Kachgar, dernière étape, est le joyau presque intact de la Route de la Soie. Ce dernier jour est entièrement consacré à ce cœur de la culture ouïghoure avant le retour. Le matin, nous nous perdrons dans le dédale des ruelles de la vieille ville de Kachgar, l’un des plus vastes ensembles de terre crue et de bois encore debout au monde. Les maisons à étages s’empilent et forment ces curieux « pavillons suspendus » qui s’avancent au-dessus des venelles, où sculpteurs sur bois, dinandiers et tisserands de tapis perpétuent les gestes de leurs aïeux. Visite de la mosquée Id Kah, la plus grande de Chine, bâtie en 1442, centre religieux des musulmans sunnites de Kachgar. Puis halte dans une maison de thé centenaire, comme la Folk Musician Gudi Tea House, où de vieux messieurs à barbe blanche se réunissent pour jouer du rawap et du dutar et chanter le muqam ouïghour — un système musical classique complexe mêlant chant, danse et ensemble instrumental, inscrit par l’UNESCO au patrimoine oral et immatériel de l’humanité.
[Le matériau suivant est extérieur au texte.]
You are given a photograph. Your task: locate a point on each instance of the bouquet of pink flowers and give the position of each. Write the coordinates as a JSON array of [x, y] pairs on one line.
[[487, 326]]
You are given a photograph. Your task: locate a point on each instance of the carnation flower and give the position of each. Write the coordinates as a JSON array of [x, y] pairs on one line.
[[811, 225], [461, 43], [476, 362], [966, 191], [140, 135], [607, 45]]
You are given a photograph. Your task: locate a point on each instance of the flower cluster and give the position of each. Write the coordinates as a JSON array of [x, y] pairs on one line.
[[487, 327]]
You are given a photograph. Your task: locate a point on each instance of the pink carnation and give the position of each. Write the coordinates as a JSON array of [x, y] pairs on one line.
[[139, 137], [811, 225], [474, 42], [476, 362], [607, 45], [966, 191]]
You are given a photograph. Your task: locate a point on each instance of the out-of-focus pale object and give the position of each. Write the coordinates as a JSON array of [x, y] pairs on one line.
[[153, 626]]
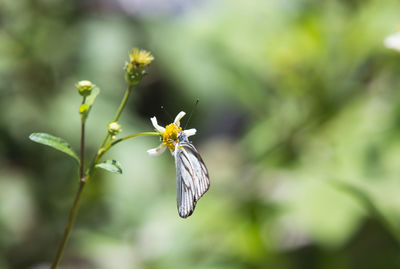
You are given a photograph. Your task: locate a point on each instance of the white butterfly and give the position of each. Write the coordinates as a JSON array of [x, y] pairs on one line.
[[192, 179]]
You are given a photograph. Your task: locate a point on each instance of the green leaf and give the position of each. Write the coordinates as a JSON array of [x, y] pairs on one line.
[[111, 166], [54, 142]]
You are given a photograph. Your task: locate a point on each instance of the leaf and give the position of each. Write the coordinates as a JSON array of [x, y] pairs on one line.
[[54, 142], [112, 166]]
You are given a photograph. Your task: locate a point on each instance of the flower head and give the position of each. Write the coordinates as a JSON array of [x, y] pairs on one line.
[[113, 128], [134, 68], [169, 134], [140, 58]]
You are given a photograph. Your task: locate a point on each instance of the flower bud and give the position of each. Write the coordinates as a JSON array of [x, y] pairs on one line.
[[114, 128], [84, 87], [83, 109], [138, 60]]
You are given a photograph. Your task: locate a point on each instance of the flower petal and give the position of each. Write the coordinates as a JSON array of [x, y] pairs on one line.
[[178, 118], [189, 132], [155, 124], [157, 151]]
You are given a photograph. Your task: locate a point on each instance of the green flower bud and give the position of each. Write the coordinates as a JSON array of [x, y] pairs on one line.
[[83, 109], [84, 87], [114, 128]]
Au marché du dimanche de Kachgar (si le jour tombe bien), la vie commerçante de la Route de la Soie est toujours là : cris des marchands d’épices, tapis de laine tissés main, soie atlas aux couleurs vives et étals rythmés par les coups de marteau.

L’après-midi, restitution des motos, vérification des documents de sortie des véhicules, puis transfert à l’aéroport de Kachgar pour le retour — au terme de cette expédition légendaire en Asie centrale : 16 jours, plus de 4 200 km à travers 5 pays, d’innombrables cols, déserts et steppes, et des civilisations éclatantes qui ont changé le monde.